Harga pokok penjualan bukan hanya sekadar perhitungan yang dilakukan oleh semua perusahaan. Dalam hal ini jenis harga atau perhitungan yang satu ini memang menunjukkan jumlah dari semua biaya yang digunakan secara langsung.

Kegunaannya juga tidak sedikit, bahkan akan membantu untuk melihat seberapa besar biaya produksi yang dikeluarkan. Tidak heran jika cara menghitung HPP dinilai penting.

Memang secara umum, dalam melakukan perhitungan HPP terdiri dari beberapa biaya penting.

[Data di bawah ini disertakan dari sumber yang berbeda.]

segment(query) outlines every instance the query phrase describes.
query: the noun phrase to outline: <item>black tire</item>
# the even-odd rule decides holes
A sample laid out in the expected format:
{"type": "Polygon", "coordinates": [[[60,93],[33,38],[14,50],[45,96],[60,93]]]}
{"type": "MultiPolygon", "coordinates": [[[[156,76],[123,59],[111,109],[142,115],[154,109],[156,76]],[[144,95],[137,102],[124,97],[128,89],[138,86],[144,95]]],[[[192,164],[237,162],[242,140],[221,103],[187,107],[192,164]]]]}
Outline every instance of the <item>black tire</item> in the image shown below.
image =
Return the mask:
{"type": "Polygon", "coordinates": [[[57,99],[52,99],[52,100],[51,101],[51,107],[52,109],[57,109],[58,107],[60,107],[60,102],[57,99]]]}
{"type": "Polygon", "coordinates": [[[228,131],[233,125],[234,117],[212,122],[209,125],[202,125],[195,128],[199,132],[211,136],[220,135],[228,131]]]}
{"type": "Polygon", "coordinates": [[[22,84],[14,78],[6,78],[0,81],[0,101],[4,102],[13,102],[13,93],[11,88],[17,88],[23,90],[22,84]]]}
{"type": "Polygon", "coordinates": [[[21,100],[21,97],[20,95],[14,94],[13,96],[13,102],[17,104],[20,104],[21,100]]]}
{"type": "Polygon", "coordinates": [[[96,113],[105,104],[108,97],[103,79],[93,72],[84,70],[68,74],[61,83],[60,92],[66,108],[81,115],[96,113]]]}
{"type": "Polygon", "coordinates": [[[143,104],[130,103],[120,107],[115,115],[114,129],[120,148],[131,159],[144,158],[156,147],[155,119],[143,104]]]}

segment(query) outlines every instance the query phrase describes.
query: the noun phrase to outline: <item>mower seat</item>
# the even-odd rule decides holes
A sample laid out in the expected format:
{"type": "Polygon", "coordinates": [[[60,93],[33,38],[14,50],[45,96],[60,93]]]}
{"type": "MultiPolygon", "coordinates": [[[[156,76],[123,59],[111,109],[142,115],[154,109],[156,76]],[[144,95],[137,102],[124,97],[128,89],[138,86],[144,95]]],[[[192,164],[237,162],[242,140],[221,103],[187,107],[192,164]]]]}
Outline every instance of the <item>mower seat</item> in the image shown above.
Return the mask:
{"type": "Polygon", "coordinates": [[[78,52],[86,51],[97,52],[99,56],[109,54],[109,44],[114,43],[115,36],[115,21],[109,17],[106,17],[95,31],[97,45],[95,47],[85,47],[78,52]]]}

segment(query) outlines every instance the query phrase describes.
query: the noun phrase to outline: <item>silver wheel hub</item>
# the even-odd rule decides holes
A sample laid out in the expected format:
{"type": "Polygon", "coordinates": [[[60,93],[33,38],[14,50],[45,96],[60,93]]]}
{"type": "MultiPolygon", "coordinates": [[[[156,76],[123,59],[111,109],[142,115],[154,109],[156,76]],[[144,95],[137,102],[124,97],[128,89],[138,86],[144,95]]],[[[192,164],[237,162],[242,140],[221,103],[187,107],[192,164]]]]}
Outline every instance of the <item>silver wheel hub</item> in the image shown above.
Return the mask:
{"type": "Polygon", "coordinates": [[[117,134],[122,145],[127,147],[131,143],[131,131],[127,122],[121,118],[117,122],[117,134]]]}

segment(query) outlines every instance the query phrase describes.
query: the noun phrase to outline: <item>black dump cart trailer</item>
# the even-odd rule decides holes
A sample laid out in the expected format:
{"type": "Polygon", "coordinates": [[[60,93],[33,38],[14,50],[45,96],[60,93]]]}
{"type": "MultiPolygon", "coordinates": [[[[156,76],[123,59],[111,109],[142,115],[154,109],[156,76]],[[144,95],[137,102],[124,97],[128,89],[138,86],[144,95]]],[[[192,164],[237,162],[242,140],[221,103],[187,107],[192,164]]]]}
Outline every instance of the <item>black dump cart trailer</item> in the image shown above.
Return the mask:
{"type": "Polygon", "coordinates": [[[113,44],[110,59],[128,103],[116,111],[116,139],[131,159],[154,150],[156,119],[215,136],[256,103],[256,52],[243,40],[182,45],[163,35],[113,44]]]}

Biaya tersebut diantaranya biaya tenaga kerja, biaya bahan baku dan juga biaya overhead.

Bukan hanya untuk melihat besarnya biaya produksi saja, namun HPP juga dibutuhkan untuk menentukan harga jual untuk perusahaan, melihat laba dan rugi dan masih banyak lagi. Berikut ini adalah cara untuk menghitung HPP.

Cara Cepat Menghitung HPP

1. Cara Menghitung Biaya Bahan Baku

Rumus : Bahan baku terpakai = Saldo awal bahan baku + pembelian bahan baku – saldo akhir bahan baku.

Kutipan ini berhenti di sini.